Ould abbes révèle le montant des dépenses en 20 ans de règne de bouteflika

1 000 milliards de dollars, et c’est toujours la crise

Liberté, 04 Novembre 2018

En livrant ces chiffres, le secrétaire général du FLN sait qu’il va ouvrir la boîte de Pandore. Car dans cette somme de dépenses faramineuses pour un pays à revenu intermédiaire, il y a beaucoup de gâchis.

Le secrétaire général du FLN, Djamel Ould Abbes a saisi l’occasion d’une rencontre tenue hier à Alger avec les élus de son parti de l’Algérois, pour livrer des bribes du bilan de 20 ans de règne d’Abdelaziz Bouteflika. Il a, notamment, annoncé que le montant des dépenses publiques effectuées durant cette période, avoisine les 1 000 milliard de dollars. “Puisque le président de la République a donné des chiffres dans son dernier message, je vais me permettre donc de donner quelques indices de son bilan. Des montants sont avancés ici et là. Mais je dois préciser que jusqu’à début novembre, l’Algérie a dépensé exactement 994,9 milliards de dollars depuis l’arrivée du président de la République à la tête de l’État”, a indiqué Djamel Ould Abbes. Le secrétaire général du FLN, qui s’est adressé aux élus de son parti réunis pour préparer les élections sénatoriales, a annoncé que le recensement des “réalisations” des quatre mandats d’Abdelaziz Bouteflika à la tête de l’État était prêt. “Le bilan est noté dans 3 tomes comprenant 2 100 pages”, a indiqué l’orateur qui a précisé que chaque wilaya va recevoir le bilan qui la concerne directement. Pour illustrer la destination de ces montants, le secrétaire général du FLN a donné l’exemple de la construction de près de 5 millions de logements (en incluant près de 1 million de logements ruraux), 81 barrages hydrauliques et la viabilisation de 1,2 millions d’hectares de terres irrigables. Il a également cité la construction de 110 universités, de 35 000 établissements scolaires et des milliers de kilomètres de routes.
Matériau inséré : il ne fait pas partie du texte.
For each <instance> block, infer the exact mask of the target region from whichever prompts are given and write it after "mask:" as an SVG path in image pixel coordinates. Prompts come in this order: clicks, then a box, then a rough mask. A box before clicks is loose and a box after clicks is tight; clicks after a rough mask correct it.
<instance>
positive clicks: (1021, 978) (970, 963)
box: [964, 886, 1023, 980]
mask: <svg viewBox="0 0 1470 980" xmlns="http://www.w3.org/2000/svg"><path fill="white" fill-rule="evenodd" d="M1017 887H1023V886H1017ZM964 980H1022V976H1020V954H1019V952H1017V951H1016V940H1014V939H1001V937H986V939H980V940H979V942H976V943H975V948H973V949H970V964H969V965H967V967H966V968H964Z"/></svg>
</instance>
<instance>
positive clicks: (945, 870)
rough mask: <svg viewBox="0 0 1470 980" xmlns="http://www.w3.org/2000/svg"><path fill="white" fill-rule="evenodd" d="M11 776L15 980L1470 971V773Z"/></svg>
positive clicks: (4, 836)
Il n’a pas donné trop de détails, mais il a promis que le bilan détaillé, “réalisé grâce aux ministères et aux wilayas”, sera rendu public “dans une semaine”.
En donnant ces chiffres, le secrétaire général du FLN sait qu’il va ouvrir la boîte de Pandore. Car dans cette somme de dépenses faramineuses pour un pays à revenu intermédiaire, il y a beaucoup de gâchis. À commencer par l’absence de transparence qui ne permet à personne d’avoir une évaluation sérieuse des projets réalisés. C’est le cas de l’autoroute Est-Ouest. Ce projet emblématique de l’ère Bouteflika a été entamé en 2006 pour un budget prévisionnel de 7 milliards de dollars. Près de 13 ans après, le projet a donné lieu à de nombreux scandales de corruption et de détournement. Il n’est toujours pas livré en totalité, alors que dans certaines parties, l’heure est déjà à la réfection. Combien le projet a coûté au Trésor public ? 15, 18 ou 20 milliards de dollars ? On ne le sait toujours pas, alors que, à coup d’interminables rallonges, des pénétrantes, des aires de repos et des stations-services sont toujours en projet. Il en est de même pour les stations de péage qui ne sont toujours pas livrées.
L’opacité avec laquelle beaucoup de projets ont été gérés rend quasiment impossible l’accès aux vrais montants consacrés à leur réalisation. C’est le cas de la Grande mosquée d’Alger à laquelle un budget prévisionnel de 1,3 milliard de dollars avait été destiné. Mais, près de dix ans après le lancement du projet, les travaux s’éternisent et le budget a été allongé à plusieurs reprises. On ne connaît toujours pas les estimations d’un chantier qui ne se termine toujours pas. Même les délais de livraison ne sont toujours pas connus. À deux mois de la date prévue pour la réception de l’édifice, les travaux n’avancent pas correctement.
Au-delà de ces ratés, c’est surtout la lancinante question de la surfacturation qui a grevé les finances publiques. Selon certains experts, les coûts des logements sociaux, par exemple, ont été estimés à deux, voire trois fois leur coût de revient réel.
C’est le cas des logements LPP cédés à plus de 10 millions de dinars l’unité, alors que le prix de revient (étant donné que l’État ne prend pas de bénéfice sur ce genre de logements) est beaucoup moindre. Cet exemple peut s’appliquer au coût du kilomètre pour la réalisation de l’autoroute Est-Ouest ou des barrages hydrauliques. À cela, il faut ajouter le plus grand mal de ces dernières années : la corruption généralisée. La majorité des grands projets ont été accordés à des entreprises qui ont le bras long au sein du pouvoir.